Share via


Clustering: What exactly is a File Share Witness and when should I use one?

Customers ask from time to time: “What is a File Share Witness (FSW)?” Sometimes they’ve worked with prior versions of clustering and don’t know what a FSW is, or that the option exists. The next question asked is usually: “When should we use one?” Before going into that, I’ll review some subtle differences between legacy cluster quorum options and what options are available from Microsoft today for a Failover Cluster.

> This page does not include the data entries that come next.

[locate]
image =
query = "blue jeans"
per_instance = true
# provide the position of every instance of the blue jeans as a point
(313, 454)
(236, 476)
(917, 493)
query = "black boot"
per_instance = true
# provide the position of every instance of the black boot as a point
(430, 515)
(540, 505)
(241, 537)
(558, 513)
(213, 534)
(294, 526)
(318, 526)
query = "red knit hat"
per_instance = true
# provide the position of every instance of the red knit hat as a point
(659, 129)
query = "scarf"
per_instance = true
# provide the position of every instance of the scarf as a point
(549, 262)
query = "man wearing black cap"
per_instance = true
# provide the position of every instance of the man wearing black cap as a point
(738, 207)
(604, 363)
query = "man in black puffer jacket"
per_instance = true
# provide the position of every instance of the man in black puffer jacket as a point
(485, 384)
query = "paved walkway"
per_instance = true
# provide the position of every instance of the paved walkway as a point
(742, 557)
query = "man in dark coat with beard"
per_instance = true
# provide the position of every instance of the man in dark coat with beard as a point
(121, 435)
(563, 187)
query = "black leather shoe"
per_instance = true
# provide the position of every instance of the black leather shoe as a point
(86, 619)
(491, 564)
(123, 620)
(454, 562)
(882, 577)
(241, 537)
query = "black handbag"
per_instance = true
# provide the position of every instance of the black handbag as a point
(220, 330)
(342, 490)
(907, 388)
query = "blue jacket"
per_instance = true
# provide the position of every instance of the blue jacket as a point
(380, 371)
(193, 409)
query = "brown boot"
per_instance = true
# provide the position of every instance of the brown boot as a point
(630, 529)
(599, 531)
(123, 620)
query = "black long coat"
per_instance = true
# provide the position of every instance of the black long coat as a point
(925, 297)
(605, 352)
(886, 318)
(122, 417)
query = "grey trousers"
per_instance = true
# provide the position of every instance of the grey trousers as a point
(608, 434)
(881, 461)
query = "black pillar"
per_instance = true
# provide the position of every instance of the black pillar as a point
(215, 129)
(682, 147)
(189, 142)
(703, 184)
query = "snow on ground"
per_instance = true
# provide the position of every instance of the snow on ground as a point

Legacy Cluster Quorum Options

Quorum may be defined as the number of members of a group that must be present to conduct business. For a legacy (Windows NT/2000) two-node cluster that lost all communications and became partitioned, whichever node could maintain reservation of the quorum disk first would survive and own it. The quorum disk was a tie-breaker for systems that could not communicate as well as an additional storage location for cluster configuration data. One downside to this model was that if the quorum disk failed, so did the cluster. A legacy two node cluster could not function without it. So if just the disk failed but both nodes remained, the cluster would cease to function. Therefore, the quorum disk was very important for legacy clusters. With Windows Server 2003 clusters with more than two nodes, Majority Node Set was another quorum option. A MNS cluster can only run when the majority of cluster nodes are available. This model is typically not chosen for two node clusters because with this model you have to have two nodes minimum ((2 / 2) +1 = 2)…to maintain majority. As of 2003 SP1, an option was added to allow use of a File Share Witness to add an additional vote so that in the same example above, a two node cluster could function with the loss of one node.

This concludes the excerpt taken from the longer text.